The Hidden Mess Inside 'Clean' Government Data

Government data is supposed to be the good stuff. These are official statistics from federal agencies with dedicated data teams, peer review processes, and public accountability. The numbers themselves are generally solid. So when you sit down to build a pipeline that ingests this data programmatically, you expect the hard part to be the analysis, not the parsing.

That expectation lasts about fifteen minutes.

The truth is that every government agency invented its own encoding conventions, its own missing value representations, its own way of packing metadata into column names. None of them coordinated with each other. The data is accurate, but the formatting is a minefield. And unlike a bug that throws an error, most of these issues fail silently. Your parser runs fine. Your numbers just come out wrong.

We’ve built ingestion connectors for dozens of government sources at this point. What follows isn’t hypothetical. These are the actual problems we hit, the actual configs we wrote to handle them, and the actual code you’d need if you’re doing this yourself.

FRED Uses a Literal Dot for Missing Data

The Federal Reserve Economic Data system is one of the most popular sources for economic time series in the US. Unemployment rate, GDP, fed funds rate, CPI. Hundreds of thousands of series, all available through a clean JSON API. Sounds great.

Then you look at what FRED returns when a data point is missing. Not null. Not an empty string. Not NaN. Not -999. A period.

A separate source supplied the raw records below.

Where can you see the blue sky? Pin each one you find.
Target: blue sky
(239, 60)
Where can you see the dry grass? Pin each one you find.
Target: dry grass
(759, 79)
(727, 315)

A literal "." character sitting in a field that’s supposed to be a number.

Here’s what the raw JSON response looks like for a time series with gaps:

{
  "observations": [
    { "date": "2024-01-01", "value": "3.7" },
    { "date": "2024-02-01", "value": "." },
    { "date": "2024-03-01", "value": "3.8" }
  ]
}

That middle record will quietly poison your dataset. If you cast the value column to float without filtering first, you get one of two outcomes: a thrown exception that kills your whole pipeline, or (worse) a silent NaN that propagates through every downstream calculation.

Here’s the actual YAML config from our FRED unemployment rate dataset:

ingest:
  json_path: "$.observations[*]"
  transform:
    - select:
        - date
        - value
    - filter:
        column: value
        operator: ne
        value: "."
    - cast:
        value: float
    - rename:
        value: unemployment_rate

The filter step removes every observation where value equals "." before the cast ever happens. This isn’t a one-off fix for the unemployment dataset. Every single FRED series uses the same convention. We apply this pattern across all 17 FRED datasets we currently ingest.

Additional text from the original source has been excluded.